Universities are going to become obsolete. I’m convinced of this

But building that brand hasn’t always been easy. Lakhiani spoke to Raconteur after his presentation on “collective forgiveness” to the Global Citizen Forum, a conference held in the United Arab Emirates in November 2022. He believes that forgiving yourself and others can help you move on from past failures. For instance, when a former CFO was found to be stealing from Mindvalley, Lakhiani tried to find ways to forgive him, he told the audience.
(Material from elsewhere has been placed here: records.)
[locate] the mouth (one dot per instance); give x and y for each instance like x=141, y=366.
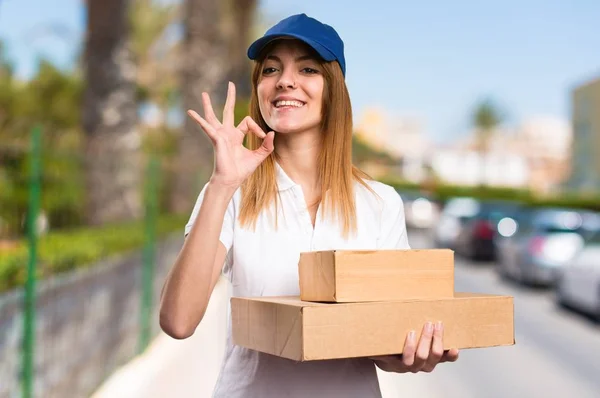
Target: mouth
x=288, y=104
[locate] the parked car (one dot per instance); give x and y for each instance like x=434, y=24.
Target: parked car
x=421, y=211
x=452, y=217
x=578, y=285
x=545, y=240
x=476, y=237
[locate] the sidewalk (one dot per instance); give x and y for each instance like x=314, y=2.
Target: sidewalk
x=189, y=368
x=176, y=368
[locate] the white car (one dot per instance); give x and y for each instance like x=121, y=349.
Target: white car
x=578, y=286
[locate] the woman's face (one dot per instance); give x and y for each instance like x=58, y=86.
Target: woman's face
x=290, y=89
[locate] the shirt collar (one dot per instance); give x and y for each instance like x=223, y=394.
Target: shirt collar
x=284, y=182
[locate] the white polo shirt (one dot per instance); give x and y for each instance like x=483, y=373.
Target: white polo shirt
x=264, y=262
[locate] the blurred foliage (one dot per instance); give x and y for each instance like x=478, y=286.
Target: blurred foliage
x=77, y=248
x=51, y=99
x=363, y=152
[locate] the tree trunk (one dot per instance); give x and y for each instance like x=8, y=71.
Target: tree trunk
x=244, y=11
x=113, y=158
x=204, y=67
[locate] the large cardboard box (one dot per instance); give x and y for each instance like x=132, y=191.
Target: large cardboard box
x=305, y=331
x=380, y=275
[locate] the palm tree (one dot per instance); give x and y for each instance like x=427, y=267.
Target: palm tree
x=213, y=52
x=486, y=118
x=113, y=168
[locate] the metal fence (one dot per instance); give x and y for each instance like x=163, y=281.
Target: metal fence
x=61, y=337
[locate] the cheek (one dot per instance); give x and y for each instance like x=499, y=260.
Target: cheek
x=262, y=99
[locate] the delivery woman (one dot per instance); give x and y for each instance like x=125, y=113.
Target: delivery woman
x=293, y=188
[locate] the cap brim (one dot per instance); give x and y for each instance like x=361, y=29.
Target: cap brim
x=255, y=48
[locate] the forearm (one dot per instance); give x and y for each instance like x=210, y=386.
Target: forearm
x=188, y=287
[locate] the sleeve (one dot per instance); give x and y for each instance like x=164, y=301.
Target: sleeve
x=226, y=236
x=393, y=234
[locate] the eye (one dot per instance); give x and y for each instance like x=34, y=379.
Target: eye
x=310, y=70
x=269, y=70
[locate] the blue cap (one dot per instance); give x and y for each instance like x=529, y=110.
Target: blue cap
x=322, y=38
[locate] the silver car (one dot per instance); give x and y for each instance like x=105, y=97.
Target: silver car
x=545, y=240
x=579, y=283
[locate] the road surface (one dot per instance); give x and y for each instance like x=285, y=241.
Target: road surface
x=557, y=353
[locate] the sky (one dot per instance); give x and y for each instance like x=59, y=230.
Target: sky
x=429, y=59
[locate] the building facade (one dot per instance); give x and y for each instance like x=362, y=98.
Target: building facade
x=585, y=149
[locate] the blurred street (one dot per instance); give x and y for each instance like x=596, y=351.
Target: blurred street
x=556, y=354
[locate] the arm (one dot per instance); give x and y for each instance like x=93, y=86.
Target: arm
x=420, y=354
x=192, y=279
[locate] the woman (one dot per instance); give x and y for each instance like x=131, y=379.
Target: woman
x=290, y=190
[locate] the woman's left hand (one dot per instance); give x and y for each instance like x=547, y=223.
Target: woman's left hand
x=421, y=357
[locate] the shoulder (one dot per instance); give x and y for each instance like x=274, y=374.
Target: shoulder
x=384, y=195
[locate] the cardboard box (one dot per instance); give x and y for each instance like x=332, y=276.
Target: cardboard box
x=305, y=331
x=381, y=275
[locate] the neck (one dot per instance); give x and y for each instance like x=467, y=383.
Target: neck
x=298, y=155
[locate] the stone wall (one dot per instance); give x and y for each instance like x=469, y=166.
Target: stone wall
x=87, y=325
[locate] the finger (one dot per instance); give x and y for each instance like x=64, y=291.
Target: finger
x=410, y=347
x=229, y=110
x=424, y=347
x=450, y=355
x=248, y=124
x=255, y=128
x=208, y=129
x=209, y=113
x=437, y=348
x=266, y=148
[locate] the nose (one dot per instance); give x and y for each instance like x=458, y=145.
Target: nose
x=287, y=79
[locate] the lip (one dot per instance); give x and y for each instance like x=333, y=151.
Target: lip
x=286, y=98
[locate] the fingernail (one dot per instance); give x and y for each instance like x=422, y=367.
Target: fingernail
x=411, y=335
x=429, y=327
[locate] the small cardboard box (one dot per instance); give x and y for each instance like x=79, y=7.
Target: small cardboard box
x=381, y=275
x=305, y=331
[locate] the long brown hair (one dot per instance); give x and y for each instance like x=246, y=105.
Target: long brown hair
x=337, y=174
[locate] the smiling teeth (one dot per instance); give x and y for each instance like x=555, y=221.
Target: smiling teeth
x=297, y=104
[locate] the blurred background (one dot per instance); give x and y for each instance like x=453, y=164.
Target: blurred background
x=485, y=116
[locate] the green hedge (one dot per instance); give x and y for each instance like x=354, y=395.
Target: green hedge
x=67, y=250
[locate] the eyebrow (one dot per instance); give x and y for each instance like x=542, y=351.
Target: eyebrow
x=298, y=59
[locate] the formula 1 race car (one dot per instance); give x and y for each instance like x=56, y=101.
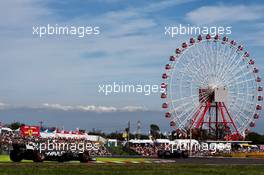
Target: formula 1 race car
x=28, y=152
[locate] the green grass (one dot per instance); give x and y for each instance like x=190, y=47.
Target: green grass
x=129, y=169
x=5, y=159
x=53, y=168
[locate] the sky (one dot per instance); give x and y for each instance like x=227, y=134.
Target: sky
x=63, y=73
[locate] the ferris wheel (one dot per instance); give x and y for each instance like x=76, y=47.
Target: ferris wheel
x=211, y=83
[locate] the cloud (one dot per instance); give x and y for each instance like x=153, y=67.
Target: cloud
x=225, y=14
x=93, y=108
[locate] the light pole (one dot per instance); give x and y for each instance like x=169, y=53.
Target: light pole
x=190, y=141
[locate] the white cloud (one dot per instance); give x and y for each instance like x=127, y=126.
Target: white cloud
x=225, y=13
x=93, y=108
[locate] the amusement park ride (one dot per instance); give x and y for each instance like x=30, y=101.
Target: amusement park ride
x=212, y=83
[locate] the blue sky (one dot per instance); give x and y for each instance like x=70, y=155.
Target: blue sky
x=65, y=71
He says he learnt a lot from that experience. 

“Every time something happens like that, which can really shake you as an entrepreneur, I try to understand what I can learn from this,” he says. “In that case, I screwed up. I didn’t have tight enough security within our accounting department. And so I do have to accept some responsibility,” he says.

Another blow came in 2011 when Lakhiani’s former business partner wanted to sell his shares. Lakhiani offered to buy him out, but unable to set a price, they agreed that the partner would take all of the company’s profit for the following three years. This meant it was “a struggle to survive”, Lakhiani wrote on his website.

Making work work

People work for the company from anywhere in the world, and that poses one of Lakhiani’s biggest challenges. “The issue here is time zones, right? So when you have someone in Silicon Valley, working with team members in Malaysia… it means that sometimes someone is going to have to take a call at 11pm at night, someone’s going to have to take a call at 6am in the morning. And so we try to be very open about this in our hiring,” he says. 

Another big issue is a lack of skills in computational thinking, a way of working that engineers use to solve problems. “We try to ensure that everybody who’s joining the company needs to basically know how to use tools like [coding platform] Airtable and can create their own databases and algorithms for their job,” Lakhiani explains. “There is a gap in finding these people because university systems have not caught up,” he adds. Currently, Mindvalley trains people to use such platforms.

And when it comes to higher education, Lakhiani doesn’t hold back. “Universities are going to become obsolete. I’m convinced of this,” he says. He imagines a world where people spend 20 to 30 minutes a day on “lifelong learning”, with a focus on “personal transformation”, including creative and leadership skills. While he concedes that specialist expertise will still need to be taught, he says that the principles of personal growth can improve the application of that knowledge.

He looks to other CEOs for his own development, hiring the likes of former Chipotle CEO Monty Moran to teach a course named ‘The Transformational Leader’. “The teachers I want to learn from, I sign them as authors and I bring them onto the platform and then I study their programmes,” he says.

And he’s a big advocate of shorter working weeks, especially for entrepreneurs. “You must build your company so that you only have to work 21 hours a week,” he says, adding that he aims to work seven hours a day, Tuesday to Thursday. “Here’s what happens: you create operational efficiency and then that [means] I’m actually able to free up my mind to look at new opportunities,” he says. 

This approach led to the launch last year of Mindvalley Certifications, which trains people in a variety of roles, from business coach to personal trainer. Courses cost upwards of $2,000, and Lakhiani claims the division brought in $12m in revenue over 12 months.

What is Lakhiani’s advice to businesses navigating a changing working world and the Great Resignation? “You need to create companies that actually allow human beings to become the best human beings they can be,” he says. 

“Forget all the rules. Are your people going to be better working from home? Let them. Are your people going to be healthier if they do not have to prescribe to a nine-to-five but can choose their own hours? Let them.”